Each episode of Today’s Menu involves a particular dish, usually prepared by Shirou. These dishes are varied in style and taste — they’re variously Japanese, Chinese, and western in origin, and some suited for cold or warm weather. The recipe is also detailed in each episode for those who want to try it, with ingredient lists and instructions. The best I can do is making grilled cheese without burning it, so I’m not really in that demographic, but if you like cooking, this show might be specially made for you.
But speaking as a non-cook, I’d say Today’s Menu is also made for me. Or for anyone who likes food, which is just about everyone. This show manages to present food in a way that makes me wish I were eating it. Which is good because it says a lot for the quality of the animation and the care put into the show, but also bad because I don’t need to get a craving for baked salmon when I clearly don’t have the motivation to make it myself.

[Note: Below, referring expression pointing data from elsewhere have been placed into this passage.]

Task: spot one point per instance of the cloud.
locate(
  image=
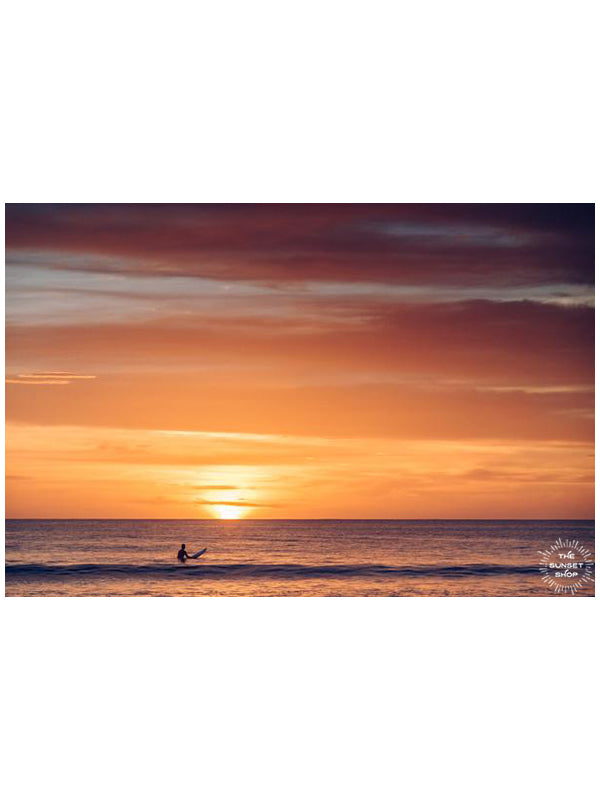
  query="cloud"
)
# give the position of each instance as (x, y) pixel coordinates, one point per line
(47, 378)
(239, 503)
(423, 244)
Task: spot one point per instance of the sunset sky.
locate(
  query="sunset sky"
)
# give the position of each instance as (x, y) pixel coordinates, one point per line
(193, 361)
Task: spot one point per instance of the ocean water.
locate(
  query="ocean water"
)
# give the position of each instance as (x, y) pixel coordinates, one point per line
(348, 558)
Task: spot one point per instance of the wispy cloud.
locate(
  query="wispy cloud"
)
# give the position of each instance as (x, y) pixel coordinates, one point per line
(47, 378)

Then again, maybe this anime can work as a tool to get people to learn to cook?
The only possible issue with watching Today’s Menu for the Emiya Family is that you’ll have no idea who any of these characters are if you haven’t at least seen one of the Fate series or played the VN. Ufotable’s Unlimited Blade Works is probably your best bet, at least from what I hear — I haven’t seen it, but I understand it’s a much more thorough and adequate adaptation of the original UBW route than Studio Deen’s.
So it might be worth checking out first and saving Today’s Menu for dessert. Part of the appeal of this show to me is seeing all these characters I enjoyed when they were brutally killing each other in magical combat just take it easy and eat and drink together. That’s obviously not a benefit you’ll get if you haven’t seen or played any of the core F/SN works. Finally, you’ll also miss out on the basics of character relationships and some references that don’t come through unless you already know this story and setting.
But then it’s not like you’ll get arrested for starting your Fate journey with this show if you really feel like it. There isn’t an anime police, not last I’ve heard, anyway. And if there is, I’m probably going to be in trouble for some dumb thing I’ve written about anime here. I’ve never seen or read One Piece — there, that should be enough to get me banned from ever mentioning anime again.
Unless or until that ban goes into effect, I’ll be back with more anime soon, both shorts and full-length. Until then!
* I know Tsukihime came before F/SN and that it’s connected to Fate in some kind of weird meta-universe way — at least both sets of characters are present in Carnival Phantasm, though that’s a completely wacky comedy spinoff series to be fair. In any case, none of those older characters show up here, so no need to go back that far.
It seems like Type-Moon has forgotten about Tsukihime anyway. Where’s that fucking remake that keeps getting promised? At least make a proper anime adaptation. Life is hard for us Akiha fans, I tell you.